Nun ja, um fair zu sein: „Tarzan“ beteuerte sich nicht für den Koitus mit ihr treffen zu wollen, obwohl das immer ihre einzige Verbindung war. Aber das ist auch nicht wichtig. Für viele Menschen ist der Vertrauensmissbrauch noch viel schlimmer und verletztender als die eigentliche sexuelle Untreue. So auch für mich. Also ob er dieses Mal die Wahrheit sprach über seine Absichten mit ihr, nachdem sein beabsichtigtes, heimliches Treffen mit der viel zu jungen Affäre raus kam oder er jetzt erneut log, machte den wiederholten Missbrauch meines Vertrauens nun auch nicht mehr wett. Und das bei unserer Vorgeschichte…

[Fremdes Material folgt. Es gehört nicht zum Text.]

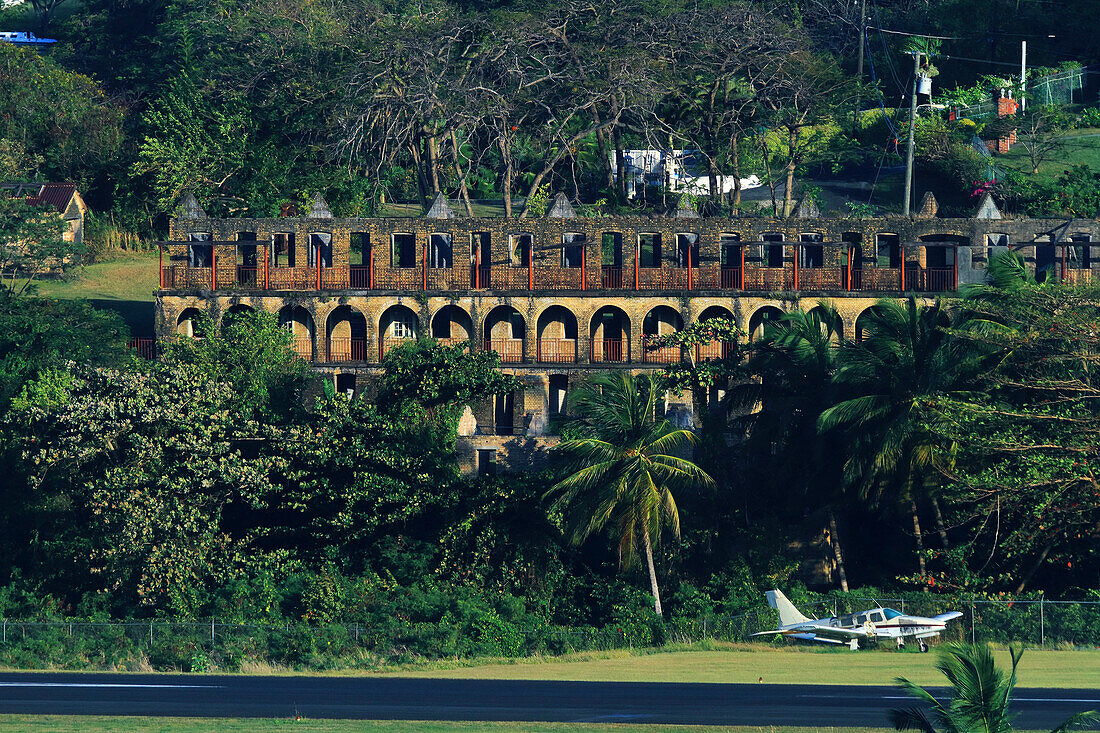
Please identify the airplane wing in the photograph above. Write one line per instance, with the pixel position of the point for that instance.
(820, 632)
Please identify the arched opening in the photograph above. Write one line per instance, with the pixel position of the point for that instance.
(827, 321)
(557, 328)
(611, 335)
(397, 325)
(759, 320)
(661, 320)
(935, 271)
(862, 323)
(347, 335)
(451, 325)
(505, 330)
(189, 324)
(717, 348)
(235, 312)
(299, 323)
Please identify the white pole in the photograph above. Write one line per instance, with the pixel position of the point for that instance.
(1023, 75)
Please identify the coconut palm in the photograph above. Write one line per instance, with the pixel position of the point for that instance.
(624, 469)
(893, 375)
(793, 365)
(980, 696)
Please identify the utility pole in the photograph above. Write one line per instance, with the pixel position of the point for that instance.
(912, 128)
(1023, 75)
(859, 62)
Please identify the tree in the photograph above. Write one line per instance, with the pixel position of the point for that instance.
(892, 379)
(980, 696)
(253, 353)
(1041, 131)
(31, 243)
(793, 367)
(624, 469)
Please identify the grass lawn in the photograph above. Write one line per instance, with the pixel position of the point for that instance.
(107, 724)
(747, 663)
(124, 285)
(1082, 146)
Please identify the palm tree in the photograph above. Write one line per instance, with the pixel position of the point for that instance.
(794, 363)
(905, 360)
(980, 696)
(624, 469)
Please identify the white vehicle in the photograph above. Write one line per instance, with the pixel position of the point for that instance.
(872, 624)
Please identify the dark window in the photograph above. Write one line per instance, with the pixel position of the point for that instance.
(559, 385)
(359, 252)
(404, 251)
(611, 249)
(320, 244)
(889, 251)
(572, 250)
(686, 247)
(649, 250)
(441, 252)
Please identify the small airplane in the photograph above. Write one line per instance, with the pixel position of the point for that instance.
(869, 625)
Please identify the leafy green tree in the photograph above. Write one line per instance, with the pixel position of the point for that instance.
(31, 243)
(981, 696)
(891, 381)
(624, 469)
(793, 367)
(253, 353)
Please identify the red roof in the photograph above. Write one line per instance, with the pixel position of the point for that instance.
(55, 195)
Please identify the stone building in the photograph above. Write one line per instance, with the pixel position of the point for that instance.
(561, 296)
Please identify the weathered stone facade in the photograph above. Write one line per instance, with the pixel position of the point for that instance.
(560, 297)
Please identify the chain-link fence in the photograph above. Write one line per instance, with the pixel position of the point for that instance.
(197, 646)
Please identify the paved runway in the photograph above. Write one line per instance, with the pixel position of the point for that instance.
(498, 700)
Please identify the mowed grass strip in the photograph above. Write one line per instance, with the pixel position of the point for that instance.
(111, 724)
(784, 665)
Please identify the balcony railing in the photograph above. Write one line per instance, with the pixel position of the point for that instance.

Wie soll man danach einfach weiter machen? Möchte man das überhaupt? Denn wie lange sollte eine Beziehung ohne Vertrauen und Ehrlichkeit Bestand haben?
Und genau wegen diesen Zweifeln ist es auch in der Regel nicht möglich, alleine durch ein aufrichtiges Bedauern ein Fremdgehen in der Beziehung zu korrigieren. Vielmehr müssen große Anstrengungen unternommen werden, damit neues Vertrauen wieder entsteht. In solch einer frustrierten Lage, resignieren die Meisten allerdings eher, als um eine gemeinsame Zukunft zu kämpfen. Den einfachen Weg gehen ist halt auch bequemer. Die Voraussetzung für eine weitere Chance ist natürlich außerdem, dass auch der betrogene Partner dazu bereit ist, einen Neuanfang zu wagen.
Führst du mich einmal hinters Licht, Schande über dich;
führst du mich zweimal hinters Licht, Schande über mich.”
– Aus China
Ich war mir wirklich nicht sicher, ob ich das ein weiteres Mal möchte. So frisch wieder vereint und bereits derart große Fehlschritte. Aber meine Gefühle spielten verrückt. Die kurze Zeit, so viel zu sagen, so viel nachzuholen, so dermaßen viele Gefühle! Aber auch eine vernünftige und notwendige Wiedergutmachung war nicht möglich, aufgrund seiner baldigen Abreise bereits wenige Tage später. Er besuchte mich ein letztes Mal vor der Abfahrt.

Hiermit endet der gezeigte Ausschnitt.